The number of unemployed workers dropped by 2,770 from April to May to 18,610, the state agency said, and there were 84,020 fewer unemployed workers in May than a year ago.
Meanwhile, there were 735,180 people employed in the state in May, the agency said. That's a decrease of 710 from the previous month, and up by 70,970 from a year ago.
Overall, New Hampshire's labor market has been steadily improving in recent months even as other New England states struggle to rebuild their economies.
There were 587 new claims for state unemployment benefits for the week that ended June 5 — a drop of 319 from the previous week, according to the U.S. Department of Labor's weekly report. Meanwhile, 13,789 continuing claims — a barometer of the unemployment situation — were filed in the week ending May 29, declining by 2,091 over the previous week.
The state has paid out more than $1.8 billion in federal and state unemployment benefits since March 2020, when the COVID-19 outbreak began.
Like most states, New Hampshire is facing a hiring crunch with tens of thousands of jobs unfilled as the busy summer tourist season approaches.

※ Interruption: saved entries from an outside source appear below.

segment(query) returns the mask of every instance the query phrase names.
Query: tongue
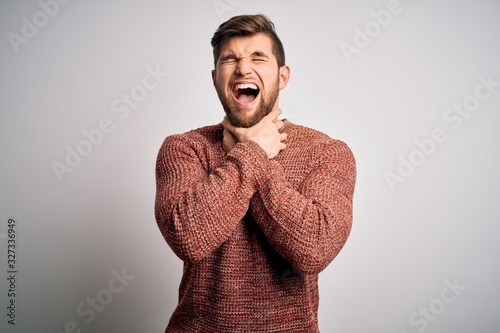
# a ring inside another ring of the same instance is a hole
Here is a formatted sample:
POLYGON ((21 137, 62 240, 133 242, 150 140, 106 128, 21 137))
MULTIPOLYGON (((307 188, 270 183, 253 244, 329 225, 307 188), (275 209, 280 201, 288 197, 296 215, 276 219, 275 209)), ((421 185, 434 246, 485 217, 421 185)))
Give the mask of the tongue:
POLYGON ((253 102, 255 99, 254 95, 240 94, 238 96, 238 101, 242 104, 248 104, 253 102))

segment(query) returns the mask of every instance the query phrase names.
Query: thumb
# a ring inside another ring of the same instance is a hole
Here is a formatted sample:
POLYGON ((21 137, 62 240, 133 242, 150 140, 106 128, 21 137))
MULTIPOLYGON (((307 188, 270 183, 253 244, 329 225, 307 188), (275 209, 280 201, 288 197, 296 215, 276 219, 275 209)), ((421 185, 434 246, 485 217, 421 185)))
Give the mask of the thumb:
POLYGON ((269 114, 266 116, 271 121, 277 120, 279 115, 281 114, 281 110, 279 108, 274 108, 269 114))
POLYGON ((274 102, 273 109, 277 109, 280 106, 280 95, 276 96, 276 102, 274 102))
POLYGON ((229 122, 229 120, 227 119, 227 117, 224 117, 224 120, 222 120, 221 125, 222 125, 222 127, 224 127, 225 131, 228 131, 231 134, 234 134, 234 132, 236 131, 236 127, 234 127, 229 122))

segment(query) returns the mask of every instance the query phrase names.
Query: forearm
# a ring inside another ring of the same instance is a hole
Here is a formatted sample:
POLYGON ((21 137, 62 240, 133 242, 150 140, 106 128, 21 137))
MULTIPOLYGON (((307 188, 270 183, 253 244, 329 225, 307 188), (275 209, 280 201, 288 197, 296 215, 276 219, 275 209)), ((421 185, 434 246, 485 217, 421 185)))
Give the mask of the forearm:
POLYGON ((311 172, 298 189, 273 162, 272 176, 252 198, 252 216, 271 245, 303 273, 326 268, 349 236, 355 182, 349 153, 311 172))
POLYGON ((201 260, 229 237, 247 212, 267 163, 255 144, 246 143, 208 172, 182 140, 166 142, 157 162, 155 215, 176 255, 201 260))

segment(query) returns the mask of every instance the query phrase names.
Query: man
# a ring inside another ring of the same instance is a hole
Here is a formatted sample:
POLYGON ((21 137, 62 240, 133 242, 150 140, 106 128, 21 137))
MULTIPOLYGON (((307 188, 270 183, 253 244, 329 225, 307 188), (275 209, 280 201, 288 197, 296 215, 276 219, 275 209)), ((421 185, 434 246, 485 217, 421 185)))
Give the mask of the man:
POLYGON ((165 139, 155 214, 183 260, 166 332, 319 332, 318 274, 352 223, 355 161, 279 120, 290 69, 274 25, 233 17, 212 38, 221 124, 165 139))

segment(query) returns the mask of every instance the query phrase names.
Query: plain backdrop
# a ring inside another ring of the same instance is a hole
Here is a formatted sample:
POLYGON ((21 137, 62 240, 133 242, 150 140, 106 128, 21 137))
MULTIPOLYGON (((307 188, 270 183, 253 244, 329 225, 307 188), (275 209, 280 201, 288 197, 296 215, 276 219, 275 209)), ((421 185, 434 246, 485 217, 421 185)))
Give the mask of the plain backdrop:
POLYGON ((156 155, 222 120, 209 41, 256 13, 285 45, 286 118, 357 160, 321 331, 500 331, 499 1, 60 1, 0 2, 1 332, 163 332, 182 262, 156 155))

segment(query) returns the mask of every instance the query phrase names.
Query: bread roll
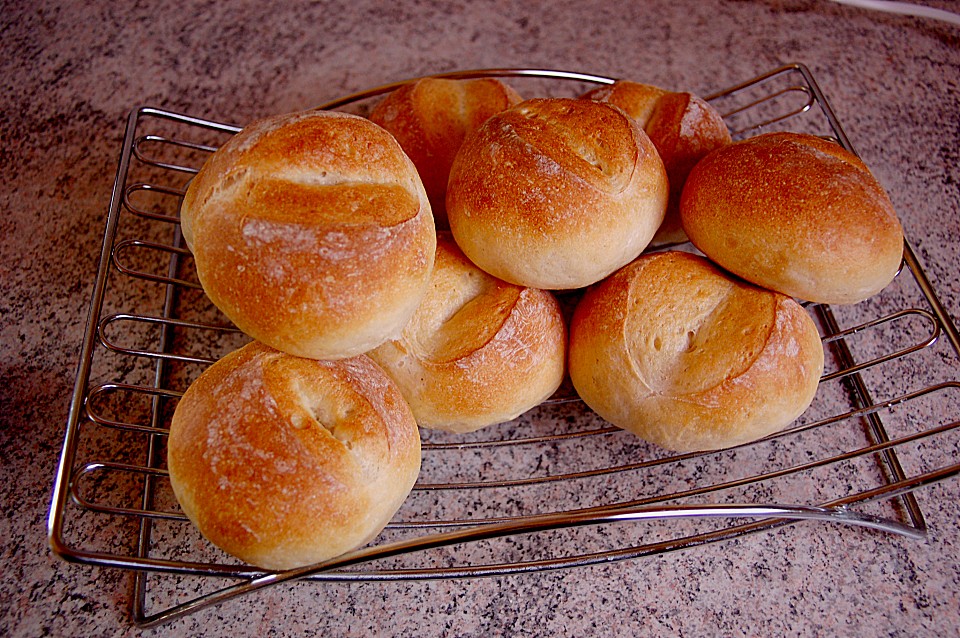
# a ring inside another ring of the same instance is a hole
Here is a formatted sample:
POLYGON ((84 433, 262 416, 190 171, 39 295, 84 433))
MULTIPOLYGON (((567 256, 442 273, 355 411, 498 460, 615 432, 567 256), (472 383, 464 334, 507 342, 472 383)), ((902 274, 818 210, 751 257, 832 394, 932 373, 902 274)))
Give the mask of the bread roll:
POLYGON ((613 104, 635 119, 641 127, 646 127, 657 106, 657 100, 668 93, 670 91, 652 84, 617 80, 613 84, 604 84, 591 89, 580 97, 585 100, 613 104))
POLYGON ((667 213, 650 243, 659 246, 686 241, 680 224, 680 195, 696 163, 715 148, 731 143, 723 117, 692 93, 625 80, 594 89, 583 97, 619 106, 650 136, 670 181, 667 213))
POLYGON ((291 569, 384 528, 417 479, 420 437, 368 357, 316 361, 254 341, 187 389, 168 466, 205 537, 252 565, 291 569))
POLYGON ((807 301, 862 301, 903 257, 883 187, 855 155, 813 135, 768 133, 712 153, 690 173, 680 215, 712 260, 807 301))
POLYGON ((667 179, 647 135, 600 102, 533 99, 464 142, 447 188, 450 229, 490 274, 572 289, 637 257, 663 221, 667 179))
POLYGON ((422 427, 471 432, 538 405, 563 381, 566 324, 545 290, 488 275, 449 233, 430 288, 399 339, 370 352, 422 427))
POLYGON ((520 100, 496 78, 423 78, 388 94, 370 113, 416 165, 438 228, 447 227, 447 178, 464 137, 520 100))
POLYGON ((796 419, 816 394, 823 347, 793 299, 668 251, 587 291, 570 325, 569 366, 601 417, 690 452, 747 443, 796 419))
POLYGON ((399 334, 433 267, 416 168, 389 133, 343 113, 248 126, 191 181, 180 219, 213 303, 303 357, 349 357, 399 334))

The Sununu administration has taken steps to lure workers back to their jobs amid a shortage of labor as the state lifts remaining COVID-19 restrictions and fully reopens its economy.
Those actions include hosting job fairs and bringing back a work search requirement and offering workers $500 to $1,000 bonuses if they get a job and keep it for at least eight weeks.
The national unemployment rate decreased by 0.3% to 5.8% in February, according to preliminary data from the U.S. Labor Department's Bureau of Labor Statistics.